Controlled synthesis of Mo-doped Ni3S2 nano-rods: an efficient and stable electro-catalyst for water splitting

Abstract

Fabrication of stable, efficient, and inexpensive bifunctional electro-catalysts for water splitting has become increasingly attractive. Herein, for the first time, the direct growth of Mo-doped Ni₃S₂ on Ni foams using sodium molybdate as the Mo source at different temperatures is demonstrated. Effects of temperature on the morphology and water splitting performance of Mo-doped Ni₃S₂ were discussed in detail. It is found that the atomic stoichiometric ratios of Mo and Ni can be controlled by the adjusting of reaction temperature, while the obtained electro-catalysts demonstrate various morphologies, capacitances and chemisorption free energies of hydrogen, which lead to different current densities and hydrogen evolution efficiencies. The electro-catalyst synthesized at 200 °C (200-SMN/NF) demonstrates the best regular morphology and electrochemical properties. When employed in oxygen evolution reactions, 200-SMN/NF demonstrates a low over-potential of 180 mV at 100 mA cm⁻². Adapting it as a bifunctional electro-catalyst, a current density of 10 mA cm⁻² at a very low cell voltage of 1.53 V and cycling lifespan of more than 15 h was delivered.
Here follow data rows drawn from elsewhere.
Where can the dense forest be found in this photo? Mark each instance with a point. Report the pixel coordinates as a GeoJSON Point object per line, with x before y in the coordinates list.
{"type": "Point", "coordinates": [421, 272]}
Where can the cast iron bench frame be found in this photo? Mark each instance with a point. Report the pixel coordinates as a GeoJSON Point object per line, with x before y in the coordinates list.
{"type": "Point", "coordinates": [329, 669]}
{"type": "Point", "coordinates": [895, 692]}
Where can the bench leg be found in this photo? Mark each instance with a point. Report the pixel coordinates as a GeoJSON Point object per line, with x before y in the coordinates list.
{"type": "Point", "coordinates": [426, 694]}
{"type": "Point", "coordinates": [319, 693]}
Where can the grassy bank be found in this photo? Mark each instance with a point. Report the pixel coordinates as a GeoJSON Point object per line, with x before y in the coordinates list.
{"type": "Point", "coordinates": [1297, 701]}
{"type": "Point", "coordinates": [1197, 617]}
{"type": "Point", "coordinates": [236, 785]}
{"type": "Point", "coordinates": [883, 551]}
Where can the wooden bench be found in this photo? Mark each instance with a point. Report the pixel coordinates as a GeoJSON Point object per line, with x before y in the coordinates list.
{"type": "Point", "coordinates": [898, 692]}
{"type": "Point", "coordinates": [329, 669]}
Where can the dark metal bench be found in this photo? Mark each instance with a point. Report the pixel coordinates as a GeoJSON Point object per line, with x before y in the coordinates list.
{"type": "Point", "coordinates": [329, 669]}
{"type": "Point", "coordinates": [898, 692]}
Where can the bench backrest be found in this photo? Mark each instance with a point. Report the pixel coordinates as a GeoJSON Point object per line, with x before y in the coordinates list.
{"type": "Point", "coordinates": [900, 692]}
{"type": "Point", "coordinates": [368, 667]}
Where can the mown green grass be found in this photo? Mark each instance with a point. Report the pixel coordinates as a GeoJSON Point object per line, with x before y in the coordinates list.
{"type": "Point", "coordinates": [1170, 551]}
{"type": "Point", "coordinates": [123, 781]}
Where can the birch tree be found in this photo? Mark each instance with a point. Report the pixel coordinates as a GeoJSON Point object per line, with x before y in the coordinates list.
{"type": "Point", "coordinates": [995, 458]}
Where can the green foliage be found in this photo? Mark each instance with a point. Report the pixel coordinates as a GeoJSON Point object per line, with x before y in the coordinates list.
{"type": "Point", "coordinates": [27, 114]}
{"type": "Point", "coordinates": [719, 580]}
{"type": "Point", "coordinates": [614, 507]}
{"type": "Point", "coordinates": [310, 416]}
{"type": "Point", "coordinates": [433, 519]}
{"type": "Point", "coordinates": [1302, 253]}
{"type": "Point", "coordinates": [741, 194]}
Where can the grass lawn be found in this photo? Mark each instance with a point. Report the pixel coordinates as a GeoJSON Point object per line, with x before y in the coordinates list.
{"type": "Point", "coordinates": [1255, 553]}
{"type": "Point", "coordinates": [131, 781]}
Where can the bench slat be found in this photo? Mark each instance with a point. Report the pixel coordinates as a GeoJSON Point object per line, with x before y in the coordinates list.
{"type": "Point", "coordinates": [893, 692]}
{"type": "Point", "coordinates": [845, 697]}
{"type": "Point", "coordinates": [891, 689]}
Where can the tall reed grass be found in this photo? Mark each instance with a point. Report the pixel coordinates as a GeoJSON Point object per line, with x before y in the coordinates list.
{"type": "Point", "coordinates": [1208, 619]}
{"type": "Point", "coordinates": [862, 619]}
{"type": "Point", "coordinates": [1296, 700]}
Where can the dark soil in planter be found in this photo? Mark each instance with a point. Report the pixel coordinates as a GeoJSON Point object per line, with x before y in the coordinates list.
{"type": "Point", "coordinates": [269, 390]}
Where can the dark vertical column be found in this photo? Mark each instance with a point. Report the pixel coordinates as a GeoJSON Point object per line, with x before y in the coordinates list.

Further results indicated elevated hydrogen evolution reaction activity, consisting of a moderate 278 mV over-potential at a 100 mA cm⁻² hydrogen production current density, a small 72.9 mV dec⁻¹ Tafel slope, and a superior current density compared to that of precious catalyst Pt/C (40%) after −0.53 V. These results underscore the fact that 200-SMN/NF is a high-performance, precious-metal-free electro-catalyst, and provide the foundation for exciting opportunities in water splitting applications.